Il faudra qu’il soit à la retraite pour qu’Henri Coulonval renoue le contact avec son ancienne profession.

C’est à la suite d’une visite au musée de Sacy-le-Grand que lui vient le désir de se mettre à collecter et restaurer des colliers.

Les pièces de sa collection, il les cherchera au cours de ses voyages en France en compagnie de son épouse Paulette.Ses colliers proviennent des quatre coins du pays .

« Chaque région avait ses traditions et ses formes. Mais souvent cela dépendait du bourrelier ou des exigences de ses clients »

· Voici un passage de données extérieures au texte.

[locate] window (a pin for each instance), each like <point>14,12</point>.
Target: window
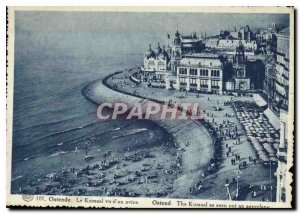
<point>182,70</point>
<point>203,82</point>
<point>182,81</point>
<point>193,82</point>
<point>161,66</point>
<point>193,71</point>
<point>151,64</point>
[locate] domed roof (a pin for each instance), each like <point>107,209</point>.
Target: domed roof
<point>177,39</point>
<point>163,54</point>
<point>158,49</point>
<point>150,53</point>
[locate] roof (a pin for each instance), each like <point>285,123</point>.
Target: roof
<point>201,62</point>
<point>284,32</point>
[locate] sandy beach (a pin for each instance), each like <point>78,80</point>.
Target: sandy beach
<point>195,157</point>
<point>200,152</point>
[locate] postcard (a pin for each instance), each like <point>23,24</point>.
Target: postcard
<point>147,107</point>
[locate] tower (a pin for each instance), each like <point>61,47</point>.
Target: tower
<point>175,51</point>
<point>242,80</point>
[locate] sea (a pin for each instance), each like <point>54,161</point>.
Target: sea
<point>51,116</point>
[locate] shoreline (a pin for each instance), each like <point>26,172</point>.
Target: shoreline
<point>196,157</point>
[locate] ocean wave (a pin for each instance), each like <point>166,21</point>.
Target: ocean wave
<point>46,124</point>
<point>57,153</point>
<point>65,131</point>
<point>131,132</point>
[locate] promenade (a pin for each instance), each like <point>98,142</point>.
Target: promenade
<point>256,175</point>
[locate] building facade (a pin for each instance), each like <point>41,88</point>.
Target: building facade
<point>156,64</point>
<point>241,77</point>
<point>199,73</point>
<point>228,41</point>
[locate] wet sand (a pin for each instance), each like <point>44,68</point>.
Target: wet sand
<point>194,157</point>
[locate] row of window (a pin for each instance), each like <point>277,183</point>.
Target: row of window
<point>214,83</point>
<point>160,65</point>
<point>203,72</point>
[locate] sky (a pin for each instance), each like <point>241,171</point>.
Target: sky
<point>145,22</point>
<point>99,34</point>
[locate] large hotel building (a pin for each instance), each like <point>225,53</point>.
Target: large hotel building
<point>184,65</point>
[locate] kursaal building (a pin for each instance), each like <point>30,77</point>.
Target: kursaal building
<point>186,65</point>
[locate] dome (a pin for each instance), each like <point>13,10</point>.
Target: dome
<point>163,54</point>
<point>150,53</point>
<point>177,39</point>
<point>158,50</point>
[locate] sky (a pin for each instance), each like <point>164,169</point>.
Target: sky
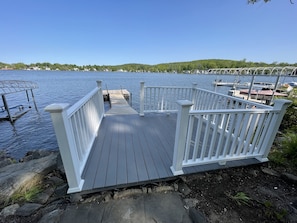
<point>115,32</point>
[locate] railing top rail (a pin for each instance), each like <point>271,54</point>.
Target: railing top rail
<point>185,87</point>
<point>228,111</point>
<point>236,99</point>
<point>75,107</point>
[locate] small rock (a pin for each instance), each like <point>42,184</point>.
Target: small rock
<point>270,172</point>
<point>164,189</point>
<point>183,188</point>
<point>43,197</point>
<point>60,165</point>
<point>219,178</point>
<point>196,216</point>
<point>9,210</point>
<point>191,202</point>
<point>107,198</point>
<point>5,162</point>
<point>289,177</point>
<point>56,181</point>
<point>127,193</point>
<point>27,209</point>
<point>294,204</point>
<point>52,217</point>
<point>61,190</point>
<point>76,197</point>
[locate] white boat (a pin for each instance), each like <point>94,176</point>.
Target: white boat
<point>293,84</point>
<point>230,84</point>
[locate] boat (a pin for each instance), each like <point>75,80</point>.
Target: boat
<point>230,84</point>
<point>238,84</point>
<point>292,84</point>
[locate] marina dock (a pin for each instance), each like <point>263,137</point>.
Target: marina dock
<point>180,130</point>
<point>12,113</point>
<point>119,102</point>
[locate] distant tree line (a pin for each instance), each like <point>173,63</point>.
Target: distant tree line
<point>196,66</point>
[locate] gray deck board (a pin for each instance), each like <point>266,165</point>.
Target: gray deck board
<point>131,150</point>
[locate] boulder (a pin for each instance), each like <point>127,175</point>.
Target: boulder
<point>20,176</point>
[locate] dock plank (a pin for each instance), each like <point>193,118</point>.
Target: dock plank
<point>132,150</point>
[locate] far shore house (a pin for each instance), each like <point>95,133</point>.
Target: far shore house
<point>177,130</point>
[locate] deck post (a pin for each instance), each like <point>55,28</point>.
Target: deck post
<point>7,108</point>
<point>66,144</point>
<point>180,136</point>
<point>141,113</point>
<point>101,102</point>
<point>279,105</point>
<point>194,90</point>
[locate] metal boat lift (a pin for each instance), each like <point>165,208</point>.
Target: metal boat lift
<point>13,86</point>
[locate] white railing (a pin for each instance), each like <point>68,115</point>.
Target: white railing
<point>76,128</point>
<point>162,98</point>
<point>217,135</point>
<point>209,100</point>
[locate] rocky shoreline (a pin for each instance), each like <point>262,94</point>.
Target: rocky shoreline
<point>200,194</point>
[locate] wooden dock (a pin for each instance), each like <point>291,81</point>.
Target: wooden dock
<point>132,150</point>
<point>119,102</point>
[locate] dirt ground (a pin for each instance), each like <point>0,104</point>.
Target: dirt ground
<point>245,194</point>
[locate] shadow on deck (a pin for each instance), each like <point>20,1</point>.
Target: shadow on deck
<point>132,150</point>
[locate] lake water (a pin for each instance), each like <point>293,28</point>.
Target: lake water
<point>34,130</point>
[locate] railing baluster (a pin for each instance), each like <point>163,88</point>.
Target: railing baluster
<point>76,128</point>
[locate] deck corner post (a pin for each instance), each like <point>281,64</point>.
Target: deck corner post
<point>141,110</point>
<point>194,90</point>
<point>66,145</point>
<point>280,105</point>
<point>180,136</point>
<point>101,101</point>
<point>99,84</point>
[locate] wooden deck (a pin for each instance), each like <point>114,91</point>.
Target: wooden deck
<point>132,150</point>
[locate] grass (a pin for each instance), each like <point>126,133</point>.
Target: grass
<point>26,196</point>
<point>285,153</point>
<point>240,198</point>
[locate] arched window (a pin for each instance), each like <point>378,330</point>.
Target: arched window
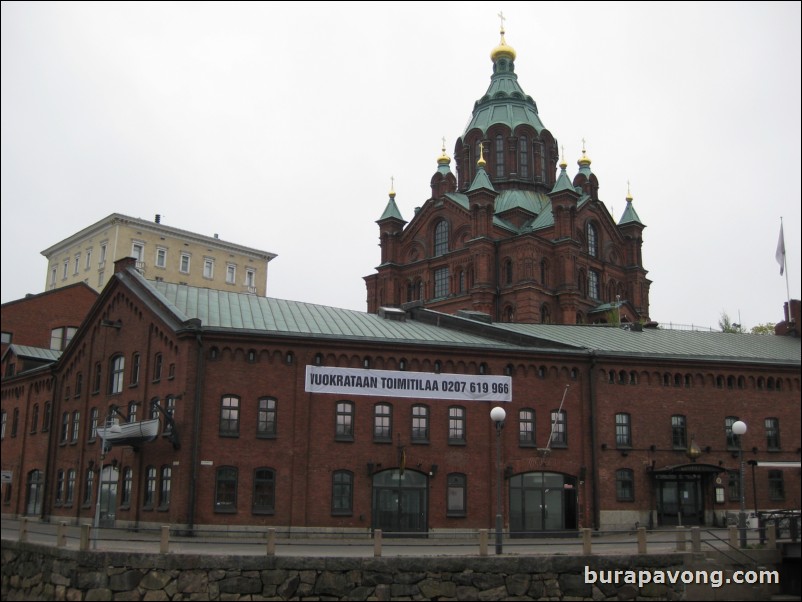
<point>499,156</point>
<point>342,492</point>
<point>264,491</point>
<point>523,157</point>
<point>441,238</point>
<point>593,243</point>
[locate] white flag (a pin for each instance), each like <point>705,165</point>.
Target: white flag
<point>780,254</point>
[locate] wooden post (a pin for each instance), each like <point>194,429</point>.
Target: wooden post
<point>586,542</point>
<point>85,530</point>
<point>271,542</point>
<point>680,539</point>
<point>23,529</point>
<point>696,540</point>
<point>377,542</point>
<point>164,544</point>
<point>483,537</point>
<point>641,540</point>
<point>61,535</point>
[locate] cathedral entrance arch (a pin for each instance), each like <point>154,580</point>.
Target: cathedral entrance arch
<point>400,502</point>
<point>542,501</point>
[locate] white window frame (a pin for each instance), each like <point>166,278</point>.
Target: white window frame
<point>188,258</point>
<point>161,253</point>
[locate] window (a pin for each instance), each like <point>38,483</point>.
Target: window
<point>183,265</point>
<point>733,485</point>
<point>132,408</point>
<point>593,245</point>
<point>593,284</point>
<point>136,361</point>
<point>526,427</point>
<point>420,424</point>
<point>98,379</point>
<point>208,267</point>
<point>523,157</point>
<point>776,485</point>
<point>59,488</point>
<point>499,157</point>
<point>46,417</point>
<point>264,491</point>
<point>344,427</point>
<point>383,422</point>
<point>229,416</point>
<point>70,492</point>
<point>441,238</point>
<point>456,424</point>
<point>679,433</point>
<point>624,485</point>
<point>93,418</point>
<point>138,251</point>
<point>89,484</point>
<point>456,495</point>
<point>164,489</point>
<point>35,417</point>
<point>559,433</point>
<point>169,410</point>
<point>732,438</point>
<point>158,362</point>
<point>150,487</point>
<point>772,433</point>
<point>342,493</point>
<point>441,282</point>
<point>61,337</point>
<point>225,490</point>
<point>266,417</point>
<point>76,424</point>
<point>623,430</point>
<point>117,374</point>
<point>128,479</point>
<point>65,427</point>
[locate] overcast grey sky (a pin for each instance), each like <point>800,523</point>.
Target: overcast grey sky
<point>278,126</point>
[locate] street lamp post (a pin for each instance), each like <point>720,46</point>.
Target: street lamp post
<point>739,429</point>
<point>497,415</point>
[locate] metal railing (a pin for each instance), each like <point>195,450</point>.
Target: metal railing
<point>272,541</point>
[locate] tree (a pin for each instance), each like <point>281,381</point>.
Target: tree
<point>726,324</point>
<point>765,328</point>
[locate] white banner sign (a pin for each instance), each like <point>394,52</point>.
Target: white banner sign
<point>420,385</point>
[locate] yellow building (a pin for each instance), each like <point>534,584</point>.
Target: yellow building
<point>163,253</point>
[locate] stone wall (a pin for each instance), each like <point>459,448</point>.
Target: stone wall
<point>36,572</point>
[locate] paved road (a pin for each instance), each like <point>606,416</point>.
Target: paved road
<point>658,541</point>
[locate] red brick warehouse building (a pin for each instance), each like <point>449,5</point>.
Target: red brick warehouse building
<point>285,414</point>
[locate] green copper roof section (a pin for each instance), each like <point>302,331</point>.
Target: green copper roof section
<point>528,200</point>
<point>504,102</point>
<point>251,313</point>
<point>391,211</point>
<point>482,180</point>
<point>630,215</point>
<point>563,182</point>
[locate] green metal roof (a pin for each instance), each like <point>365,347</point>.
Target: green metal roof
<point>240,311</point>
<point>504,102</point>
<point>630,216</point>
<point>656,342</point>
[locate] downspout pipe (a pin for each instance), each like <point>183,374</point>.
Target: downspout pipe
<point>196,425</point>
<point>593,440</point>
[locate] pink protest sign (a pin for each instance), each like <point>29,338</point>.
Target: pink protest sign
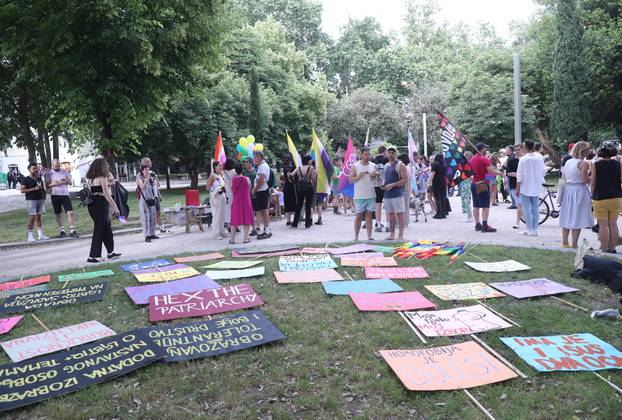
<point>395,273</point>
<point>203,302</point>
<point>403,301</point>
<point>7,324</point>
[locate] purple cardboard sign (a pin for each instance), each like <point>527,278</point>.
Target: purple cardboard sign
<point>141,294</point>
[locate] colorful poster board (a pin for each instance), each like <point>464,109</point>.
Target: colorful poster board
<point>395,272</point>
<point>208,338</point>
<point>404,301</point>
<point>168,273</point>
<point>311,276</point>
<point>7,324</point>
<point>574,352</point>
<point>531,288</point>
<point>140,294</point>
<point>72,370</point>
<point>306,262</point>
<point>55,297</point>
<point>203,302</point>
<point>457,366</point>
<point>145,264</point>
<point>346,287</point>
<point>463,291</point>
<point>498,267</point>
<point>456,321</point>
<point>54,340</point>
<point>199,258</point>
<point>85,275</point>
<point>235,274</point>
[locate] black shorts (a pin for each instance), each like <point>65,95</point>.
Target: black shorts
<point>262,200</point>
<point>63,201</point>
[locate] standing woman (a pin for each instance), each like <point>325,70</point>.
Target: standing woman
<point>99,210</point>
<point>607,194</point>
<point>576,208</point>
<point>218,200</point>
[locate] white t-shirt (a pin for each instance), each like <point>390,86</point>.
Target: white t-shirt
<point>364,187</point>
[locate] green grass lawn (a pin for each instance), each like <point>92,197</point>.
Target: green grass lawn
<point>329,365</point>
<point>14,222</point>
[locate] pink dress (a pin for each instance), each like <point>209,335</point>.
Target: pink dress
<point>241,208</point>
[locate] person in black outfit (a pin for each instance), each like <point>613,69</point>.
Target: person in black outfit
<point>99,210</point>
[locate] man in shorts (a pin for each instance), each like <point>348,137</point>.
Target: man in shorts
<point>32,186</point>
<point>59,180</point>
<point>363,175</point>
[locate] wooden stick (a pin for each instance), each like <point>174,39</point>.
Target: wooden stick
<point>570,304</point>
<point>481,407</point>
<point>499,314</point>
<point>503,359</point>
<point>611,384</point>
<point>412,327</point>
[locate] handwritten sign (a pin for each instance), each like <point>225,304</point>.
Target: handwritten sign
<point>198,258</point>
<point>55,297</point>
<point>235,274</point>
<point>168,273</point>
<point>404,301</point>
<point>85,276</point>
<point>203,302</point>
<point>7,324</point>
<point>534,287</point>
<point>140,294</point>
<point>44,377</point>
<point>457,366</point>
<point>213,337</point>
<point>11,285</point>
<point>145,264</point>
<point>573,352</point>
<point>463,291</point>
<point>54,340</point>
<point>395,272</point>
<point>362,286</point>
<point>306,262</point>
<point>456,321</point>
<point>311,276</point>
<point>498,267</point>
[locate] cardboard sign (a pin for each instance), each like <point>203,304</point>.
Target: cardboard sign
<point>369,262</point>
<point>456,321</point>
<point>306,262</point>
<point>44,377</point>
<point>168,273</point>
<point>20,284</point>
<point>226,334</point>
<point>363,286</point>
<point>573,352</point>
<point>144,265</point>
<point>404,301</point>
<point>203,302</point>
<point>395,273</point>
<point>311,276</point>
<point>55,297</point>
<point>7,324</point>
<point>85,276</point>
<point>464,291</point>
<point>54,340</point>
<point>140,294</point>
<point>458,366</point>
<point>235,274</point>
<point>232,265</point>
<point>530,288</point>
<point>498,267</point>
<point>198,258</point>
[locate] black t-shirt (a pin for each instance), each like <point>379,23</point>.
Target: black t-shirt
<point>29,183</point>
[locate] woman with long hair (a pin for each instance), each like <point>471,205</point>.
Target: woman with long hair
<point>99,210</point>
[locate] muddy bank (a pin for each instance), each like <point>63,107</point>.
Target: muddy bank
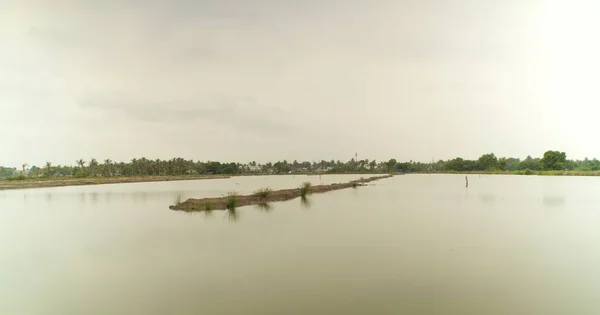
<point>55,182</point>
<point>222,203</point>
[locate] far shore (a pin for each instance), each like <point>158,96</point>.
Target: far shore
<point>520,172</point>
<point>61,182</point>
<point>265,196</point>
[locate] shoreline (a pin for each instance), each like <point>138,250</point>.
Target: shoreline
<point>520,172</point>
<point>233,201</point>
<point>55,182</point>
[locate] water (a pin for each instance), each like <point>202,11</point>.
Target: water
<point>413,244</point>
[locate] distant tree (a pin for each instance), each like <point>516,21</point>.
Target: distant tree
<point>391,165</point>
<point>93,167</point>
<point>81,163</point>
<point>553,160</point>
<point>48,169</point>
<point>107,168</point>
<point>487,162</point>
<point>372,165</point>
<point>530,163</point>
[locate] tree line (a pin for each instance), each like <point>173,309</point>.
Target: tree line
<point>551,160</point>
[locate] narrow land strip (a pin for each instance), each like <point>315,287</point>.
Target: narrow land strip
<point>232,200</point>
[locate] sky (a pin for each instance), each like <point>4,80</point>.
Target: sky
<point>266,80</point>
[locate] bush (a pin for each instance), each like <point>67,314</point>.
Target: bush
<point>17,177</point>
<point>263,193</point>
<point>231,202</point>
<point>304,189</point>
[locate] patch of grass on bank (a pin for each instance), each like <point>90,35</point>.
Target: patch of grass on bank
<point>16,177</point>
<point>304,189</point>
<point>178,200</point>
<point>232,200</point>
<point>263,193</point>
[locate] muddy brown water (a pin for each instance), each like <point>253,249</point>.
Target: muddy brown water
<point>412,244</point>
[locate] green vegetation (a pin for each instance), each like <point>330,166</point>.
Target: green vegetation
<point>264,206</point>
<point>178,199</point>
<point>488,163</point>
<point>551,163</point>
<point>16,177</point>
<point>232,198</point>
<point>305,188</point>
<point>263,193</point>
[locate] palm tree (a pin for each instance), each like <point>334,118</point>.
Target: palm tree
<point>108,167</point>
<point>93,166</point>
<point>81,163</point>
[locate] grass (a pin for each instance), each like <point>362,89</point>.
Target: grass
<point>305,202</point>
<point>263,206</point>
<point>17,177</point>
<point>231,202</point>
<point>305,188</point>
<point>263,193</point>
<point>178,199</point>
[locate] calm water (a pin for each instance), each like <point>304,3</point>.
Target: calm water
<point>414,244</point>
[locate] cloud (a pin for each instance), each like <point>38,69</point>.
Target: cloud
<point>243,114</point>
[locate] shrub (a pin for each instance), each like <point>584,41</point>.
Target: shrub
<point>304,189</point>
<point>263,193</point>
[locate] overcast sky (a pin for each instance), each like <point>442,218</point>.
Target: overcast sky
<point>266,80</point>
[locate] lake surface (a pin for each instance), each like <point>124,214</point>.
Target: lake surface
<point>413,244</point>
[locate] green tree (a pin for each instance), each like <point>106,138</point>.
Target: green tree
<point>530,163</point>
<point>391,165</point>
<point>553,160</point>
<point>487,162</point>
<point>48,169</point>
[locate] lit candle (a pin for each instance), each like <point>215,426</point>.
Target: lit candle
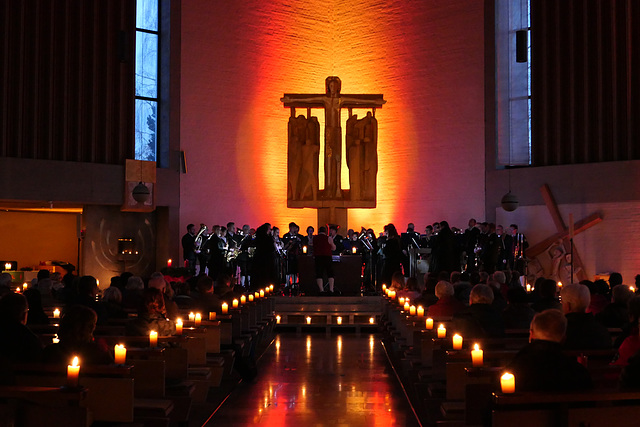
<point>428,323</point>
<point>476,356</point>
<point>73,372</point>
<point>153,339</point>
<point>457,342</point>
<point>120,354</point>
<point>508,383</point>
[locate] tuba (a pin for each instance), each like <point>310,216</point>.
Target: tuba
<point>199,239</point>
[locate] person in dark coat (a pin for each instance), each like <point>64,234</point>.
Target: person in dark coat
<point>480,319</point>
<point>541,365</point>
<point>583,330</point>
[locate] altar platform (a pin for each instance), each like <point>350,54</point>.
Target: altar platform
<point>328,313</point>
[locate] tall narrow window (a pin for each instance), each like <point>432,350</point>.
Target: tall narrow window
<point>513,84</point>
<point>147,42</point>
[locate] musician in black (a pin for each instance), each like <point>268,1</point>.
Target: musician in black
<point>188,248</point>
<point>292,246</point>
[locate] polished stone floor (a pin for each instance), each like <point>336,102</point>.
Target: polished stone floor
<point>315,380</point>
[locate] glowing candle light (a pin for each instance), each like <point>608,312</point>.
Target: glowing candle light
<point>120,352</point>
<point>477,356</point>
<point>457,342</point>
<point>428,323</point>
<point>508,383</point>
<point>153,339</point>
<point>73,372</point>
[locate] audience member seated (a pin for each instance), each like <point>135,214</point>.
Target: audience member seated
<point>112,302</point>
<point>599,296</point>
<point>132,297</point>
<point>541,364</point>
<point>518,314</point>
<point>584,332</point>
<point>480,319</point>
<point>151,316</point>
<point>208,300</point>
<point>19,344</point>
<point>157,281</point>
<point>616,314</point>
<point>447,305</point>
<point>546,290</point>
<point>76,339</point>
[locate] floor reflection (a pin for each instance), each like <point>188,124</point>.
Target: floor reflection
<point>314,380</point>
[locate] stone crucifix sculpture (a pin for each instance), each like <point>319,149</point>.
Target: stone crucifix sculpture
<point>304,150</point>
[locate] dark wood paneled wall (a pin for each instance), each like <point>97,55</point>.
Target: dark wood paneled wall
<point>67,80</point>
<point>585,81</point>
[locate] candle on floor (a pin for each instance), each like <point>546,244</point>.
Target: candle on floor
<point>476,356</point>
<point>120,353</point>
<point>153,339</point>
<point>428,323</point>
<point>457,342</point>
<point>508,383</point>
<point>73,372</point>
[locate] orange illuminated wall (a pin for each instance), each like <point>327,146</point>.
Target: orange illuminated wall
<point>240,57</point>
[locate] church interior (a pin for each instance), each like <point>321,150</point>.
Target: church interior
<point>483,99</point>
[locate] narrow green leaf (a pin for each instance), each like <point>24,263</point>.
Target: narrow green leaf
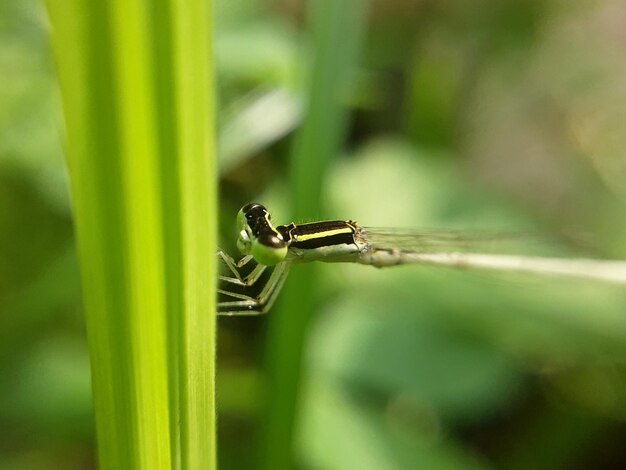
<point>337,29</point>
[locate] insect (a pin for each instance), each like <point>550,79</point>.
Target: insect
<point>251,284</point>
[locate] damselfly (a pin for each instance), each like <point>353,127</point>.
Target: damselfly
<point>252,283</point>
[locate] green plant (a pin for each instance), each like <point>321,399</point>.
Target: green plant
<point>137,96</point>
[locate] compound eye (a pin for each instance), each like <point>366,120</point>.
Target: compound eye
<point>243,243</point>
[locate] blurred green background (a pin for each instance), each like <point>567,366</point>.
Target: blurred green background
<point>480,114</point>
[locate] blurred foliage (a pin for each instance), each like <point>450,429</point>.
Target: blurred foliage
<point>502,115</point>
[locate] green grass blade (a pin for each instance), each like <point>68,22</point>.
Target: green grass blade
<point>136,91</point>
<point>336,28</point>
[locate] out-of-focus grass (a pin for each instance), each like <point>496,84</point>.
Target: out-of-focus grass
<point>468,115</point>
<point>336,29</point>
<point>136,89</point>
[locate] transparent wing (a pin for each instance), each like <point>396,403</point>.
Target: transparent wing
<point>429,241</point>
<point>501,252</point>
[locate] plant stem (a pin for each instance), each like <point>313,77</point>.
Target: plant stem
<point>136,91</point>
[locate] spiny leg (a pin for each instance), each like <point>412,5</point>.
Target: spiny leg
<point>251,300</point>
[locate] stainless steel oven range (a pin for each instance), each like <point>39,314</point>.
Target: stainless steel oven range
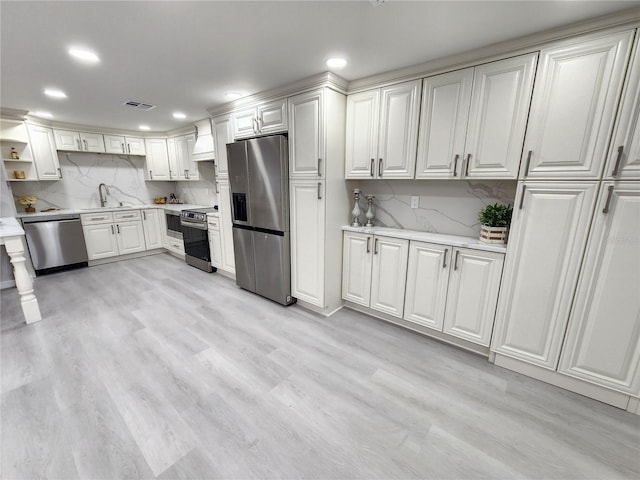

 Henri Coulonval fait ses trouvailles dans les brocantes, chez des connaissances ou chez des bourreliers.Seront ainsi rassembler une soixantaine de colliers dont il restaurera la majorité. Ces pièces ont fait l’objet d’une superbe exposition au « Musée de l’outil et de la pensée ouvrière » à Troyes au printemps 2010.

 

 
 Il va encore participer, épaulé par son épouse, à de nombreuses fêtes et expositions afin de partager sa passion et son savoir. Tout juste regrette t-il "qu’il n’y ait plus beaucoup de chevaux de trait en Champagne".